By Western Standard
December 9, 2021
CBC pundit Max Fawcett breach the network’s own code of conduct after he libeled Blacklock’s Reporter as “shamelessly dishonest” in publishing a carbon tax story he did not even read.
“Yes, there was a violation of Journalistic Standards And Practices when CBC published the column initially,” CBC Ombudsman Jack Nagler said in a statement.
“That is because it contained an inaccuracy that misrepresented the actions of Blacklock’s Reporter.
“I do understand why you would expect anyone writing about a Blacklock’s article to have read that article.”
The CBC earlier published a correction.
Blacklock’s last January published a story headlined “Contradict Carbon Tax Claim.”
It correctly reported the federal treasury from 2019 to 2020 collected millions more in carbon taxes than it paid in rebates, an average 20% more. Prime Minister Justin Trudeau had repeatedly claimed households receiving rebates “actually get more money” and “will be better off” under the carbon tax.
On January 5, the day the Blacklock’s article was published, the CBC’s Fawcett claimed it was false and unethical.

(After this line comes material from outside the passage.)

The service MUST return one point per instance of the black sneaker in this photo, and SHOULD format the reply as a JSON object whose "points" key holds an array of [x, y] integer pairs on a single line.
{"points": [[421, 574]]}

“This is either shamefully dishonest or shamelessly incompetent work,” Fawcett wrote on his Twitter account.
“This little episode is going in a future column of mine.”

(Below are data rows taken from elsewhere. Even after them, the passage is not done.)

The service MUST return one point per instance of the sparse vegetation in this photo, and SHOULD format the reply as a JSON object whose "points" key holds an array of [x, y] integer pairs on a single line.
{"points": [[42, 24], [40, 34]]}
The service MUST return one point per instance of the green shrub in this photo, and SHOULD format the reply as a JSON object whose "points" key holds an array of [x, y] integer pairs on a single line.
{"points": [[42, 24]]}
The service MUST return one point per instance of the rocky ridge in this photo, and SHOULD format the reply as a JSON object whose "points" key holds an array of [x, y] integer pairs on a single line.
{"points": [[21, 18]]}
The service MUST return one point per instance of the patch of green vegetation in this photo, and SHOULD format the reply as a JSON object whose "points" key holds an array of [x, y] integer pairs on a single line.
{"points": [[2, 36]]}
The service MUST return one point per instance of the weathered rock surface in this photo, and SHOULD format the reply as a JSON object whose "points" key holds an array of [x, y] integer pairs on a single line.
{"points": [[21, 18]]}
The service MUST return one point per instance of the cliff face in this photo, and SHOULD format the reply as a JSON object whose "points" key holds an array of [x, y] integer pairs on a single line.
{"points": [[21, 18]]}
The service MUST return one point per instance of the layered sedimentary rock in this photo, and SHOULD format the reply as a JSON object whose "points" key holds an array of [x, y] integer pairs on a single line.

Subsequently, on January 19 Fawcett published a CBC commentary libeling Blacklock’s as irresponsible and suggested the news story was representative of “lies and deceit.”
The commentary was headlined, “Ottawa Needs To Fight More Effectively For The Carbon Tax”; “Lies and deceit keep spreading,” read a sub-headline.
“Their latest attempt to confuse Canadians came in the form of a January 5 story in Blacklock’s Reporter, an Ottawa-based subscription news service, which suggested that ‘Canadians paid millions more in carbon tax than they received in rebates,’” wrote Fawcett.
Fawcett condemned “an environment where misinformation thrives and where one side has repeatedly shown its willingness to spread it about the carbon tax,” adding: “Equally dishonest was the implication the federal government had promised the rebates would be larger than the total tax paid by all Canadians. That was never the case.”
Fawcett never read the article.
A CBC Journalistic Standards And Practices guide states even pundits must adhere to rules of newsroom ethics.
Opinions must “not misrepresent other points of view,” it states. The CBC on January 20 published a notice correcting any suggestion “the attempt to confuse Canadians was initiated by the Blacklock’s story.”